Dans le meilleur des cas, on réduira peut-être quelques passages à l’acte, mais le travail restera inchangé.
INCONVÉNIENTS
Cette formation ne garantit en rien que les causes profondes soient traitées, elle donne juste une illusion d’action : – une institution qui « agit » pour la santé mentale.
Ce dispositif évite soigneusement de toucher aux causes structurelles qui détériorent la vie au travail : surcharge, perte de sens, tension, isolement, délitement du collectif.

L’ANALYSE DE SOLIDAIRES FINANCES

Cette approche traduit un glissement idéologique majeur : la responsabilité de la souffrance est renvoyée à l’individu, sommé d’être vigilant, bienveillant et résilient, pendant que l’employeur se dégage de son obligation de sécurité envers ses personnels. Le discours du « premier secours psychique » devient ainsi le paravent d’un désengagement institutionnel, un outil de communication plus qu’un levier de transformation. Sous couvert de prévention, c’est en réalité une gestion morale des symptômes qui s’installe, afin d’invisibiliser des causes politiques et organisationnelles de la dégradation de la santé au travail.

LE GUIDE D’ÉVALUATION DES RISQUES

Nous avons rappelé que la prévention doit redevenir un projet collectif, construit à partir du travail réel avec les agents, les agentes, les représentants, représentantes du personnel et les encadrants, encadrantes. La démarche doit cesser d’être un exercice formel ou individuel. Elle doit aussi intégrer une lecture genrée des situations, car les expositions et les atteintes à la santé ne sont pasles mêmes selon le genre.

Enfin, Solidaires a souligné combien les cadres de proximité manquent d’outils pour faire vivre les démarches de prévention au quotidien.

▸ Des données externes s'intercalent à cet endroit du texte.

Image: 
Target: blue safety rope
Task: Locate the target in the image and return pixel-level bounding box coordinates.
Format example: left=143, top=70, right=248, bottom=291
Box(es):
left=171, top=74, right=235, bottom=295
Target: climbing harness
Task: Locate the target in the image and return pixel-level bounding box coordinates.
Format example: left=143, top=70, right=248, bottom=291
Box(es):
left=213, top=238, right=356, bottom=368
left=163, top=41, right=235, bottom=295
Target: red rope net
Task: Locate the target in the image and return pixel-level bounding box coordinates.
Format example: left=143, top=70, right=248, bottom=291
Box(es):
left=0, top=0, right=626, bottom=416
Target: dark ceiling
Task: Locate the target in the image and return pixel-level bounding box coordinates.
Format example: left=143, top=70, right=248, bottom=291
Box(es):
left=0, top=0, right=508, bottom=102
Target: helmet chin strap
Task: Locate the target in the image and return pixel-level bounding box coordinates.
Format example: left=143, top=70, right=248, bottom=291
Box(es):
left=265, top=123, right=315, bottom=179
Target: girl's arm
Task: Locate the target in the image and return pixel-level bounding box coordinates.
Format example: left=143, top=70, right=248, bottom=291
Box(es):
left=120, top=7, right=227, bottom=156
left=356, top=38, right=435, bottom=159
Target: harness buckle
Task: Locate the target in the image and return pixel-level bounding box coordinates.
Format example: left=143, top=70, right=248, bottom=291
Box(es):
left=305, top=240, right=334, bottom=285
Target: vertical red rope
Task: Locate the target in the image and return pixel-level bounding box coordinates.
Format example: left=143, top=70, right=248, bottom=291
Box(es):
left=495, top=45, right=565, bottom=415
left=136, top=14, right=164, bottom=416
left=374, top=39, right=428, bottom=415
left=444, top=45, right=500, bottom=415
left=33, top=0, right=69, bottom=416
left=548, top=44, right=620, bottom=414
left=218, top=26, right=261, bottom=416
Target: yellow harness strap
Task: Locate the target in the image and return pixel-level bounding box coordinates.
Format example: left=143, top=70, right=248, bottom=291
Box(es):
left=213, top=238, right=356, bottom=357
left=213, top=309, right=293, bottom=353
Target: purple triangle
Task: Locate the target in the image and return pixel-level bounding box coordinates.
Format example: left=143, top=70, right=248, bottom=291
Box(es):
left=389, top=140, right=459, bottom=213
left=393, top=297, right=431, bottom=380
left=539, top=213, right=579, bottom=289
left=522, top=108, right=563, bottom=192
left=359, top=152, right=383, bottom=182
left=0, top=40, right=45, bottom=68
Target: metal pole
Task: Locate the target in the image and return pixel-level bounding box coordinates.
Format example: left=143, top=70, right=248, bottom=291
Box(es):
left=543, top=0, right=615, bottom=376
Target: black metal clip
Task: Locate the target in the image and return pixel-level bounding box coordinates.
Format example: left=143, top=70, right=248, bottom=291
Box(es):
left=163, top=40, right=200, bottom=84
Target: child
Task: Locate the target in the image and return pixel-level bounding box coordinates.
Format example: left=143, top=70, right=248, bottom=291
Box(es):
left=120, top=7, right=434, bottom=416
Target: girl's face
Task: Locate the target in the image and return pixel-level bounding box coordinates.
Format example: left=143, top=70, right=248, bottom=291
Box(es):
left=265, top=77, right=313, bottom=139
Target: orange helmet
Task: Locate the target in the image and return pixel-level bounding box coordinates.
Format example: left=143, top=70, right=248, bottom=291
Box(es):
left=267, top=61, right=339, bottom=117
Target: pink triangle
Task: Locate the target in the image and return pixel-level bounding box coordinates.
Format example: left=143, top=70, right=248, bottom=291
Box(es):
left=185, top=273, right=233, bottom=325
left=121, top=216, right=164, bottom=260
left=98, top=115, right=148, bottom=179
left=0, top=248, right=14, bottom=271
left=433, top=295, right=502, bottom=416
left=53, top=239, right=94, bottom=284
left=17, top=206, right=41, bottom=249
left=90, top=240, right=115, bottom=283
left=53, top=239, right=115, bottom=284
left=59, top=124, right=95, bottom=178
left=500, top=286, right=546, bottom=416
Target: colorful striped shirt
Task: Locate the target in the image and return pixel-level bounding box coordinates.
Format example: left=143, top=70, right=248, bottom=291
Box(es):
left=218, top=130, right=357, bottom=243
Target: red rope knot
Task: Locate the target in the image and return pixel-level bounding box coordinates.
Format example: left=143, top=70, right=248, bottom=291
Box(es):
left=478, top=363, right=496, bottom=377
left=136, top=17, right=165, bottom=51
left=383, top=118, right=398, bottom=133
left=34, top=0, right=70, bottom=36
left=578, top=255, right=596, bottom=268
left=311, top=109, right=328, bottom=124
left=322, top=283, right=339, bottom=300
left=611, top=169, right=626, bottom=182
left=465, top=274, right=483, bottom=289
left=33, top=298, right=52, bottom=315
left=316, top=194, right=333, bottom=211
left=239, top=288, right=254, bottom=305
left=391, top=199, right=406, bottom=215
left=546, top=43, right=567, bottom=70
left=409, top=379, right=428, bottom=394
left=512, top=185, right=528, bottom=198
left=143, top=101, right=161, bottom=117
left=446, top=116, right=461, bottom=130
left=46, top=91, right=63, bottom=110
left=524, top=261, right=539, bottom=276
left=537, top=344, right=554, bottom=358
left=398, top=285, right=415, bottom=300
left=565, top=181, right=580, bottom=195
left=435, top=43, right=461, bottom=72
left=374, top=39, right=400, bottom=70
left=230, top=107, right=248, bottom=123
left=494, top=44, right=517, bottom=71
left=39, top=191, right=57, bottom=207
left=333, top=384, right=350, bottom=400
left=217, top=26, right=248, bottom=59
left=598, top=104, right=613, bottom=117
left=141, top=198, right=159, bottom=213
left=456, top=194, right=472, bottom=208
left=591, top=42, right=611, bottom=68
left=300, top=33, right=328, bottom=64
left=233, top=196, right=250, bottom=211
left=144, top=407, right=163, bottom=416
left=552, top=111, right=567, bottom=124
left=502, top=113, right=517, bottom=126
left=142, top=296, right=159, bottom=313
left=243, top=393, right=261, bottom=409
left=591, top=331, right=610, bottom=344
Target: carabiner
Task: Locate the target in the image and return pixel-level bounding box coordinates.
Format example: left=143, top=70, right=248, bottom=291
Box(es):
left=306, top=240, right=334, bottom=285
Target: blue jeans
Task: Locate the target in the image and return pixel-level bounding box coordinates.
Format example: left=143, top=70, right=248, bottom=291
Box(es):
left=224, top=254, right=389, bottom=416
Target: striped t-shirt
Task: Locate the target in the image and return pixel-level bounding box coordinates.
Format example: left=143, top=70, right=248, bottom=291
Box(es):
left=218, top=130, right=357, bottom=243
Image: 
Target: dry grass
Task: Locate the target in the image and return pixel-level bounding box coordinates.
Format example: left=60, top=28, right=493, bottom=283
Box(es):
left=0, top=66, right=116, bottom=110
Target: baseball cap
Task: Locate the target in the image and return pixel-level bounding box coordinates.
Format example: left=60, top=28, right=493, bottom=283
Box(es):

Ce sont souvent eux qui portent le Document Unique d’Évaluation des Risques Professionnels (DUERP), sans soutien, sans formation, et sans repères méthodologiques. En plus de ce guide, l’administration doit leur fournir des ressources concrètes, au fil de l’eau.

LA SITUATION ACTUELLE
La prévention se limite surtout à un exercice formel de complétion du DUERP et du PAPRIPACT.
Le nombre de suicides à la DGFIP et dans les autres directions est alarmant.
Un décalage croissant entre les discours et les actes. Ainsi des directions emploient seulement 14 % des crédits prévus pour la politique santé, sécurité et conditions de travail
CE QUE SOLIDAIRES EN PENSE
La prévention devrait être une affaire de santé, de reconnaissance et organisation du travail. Elle devrait mener des actions améliorant les conditions de travail.
Cette situation provient d’un environnement de travail dégradé par des années de politique de suppressions de postes, de réformes et restructurations incessantes.
Nous pouvons légitiment nous interroger sur la capacité de l’administration à mener des politiques directionnelles en santé, sécurité et conditions de travail. Il semble que l’opérationnel soit plus capable de le faire, autrement dit il nous reste des tacticiens mais plus de stratèges.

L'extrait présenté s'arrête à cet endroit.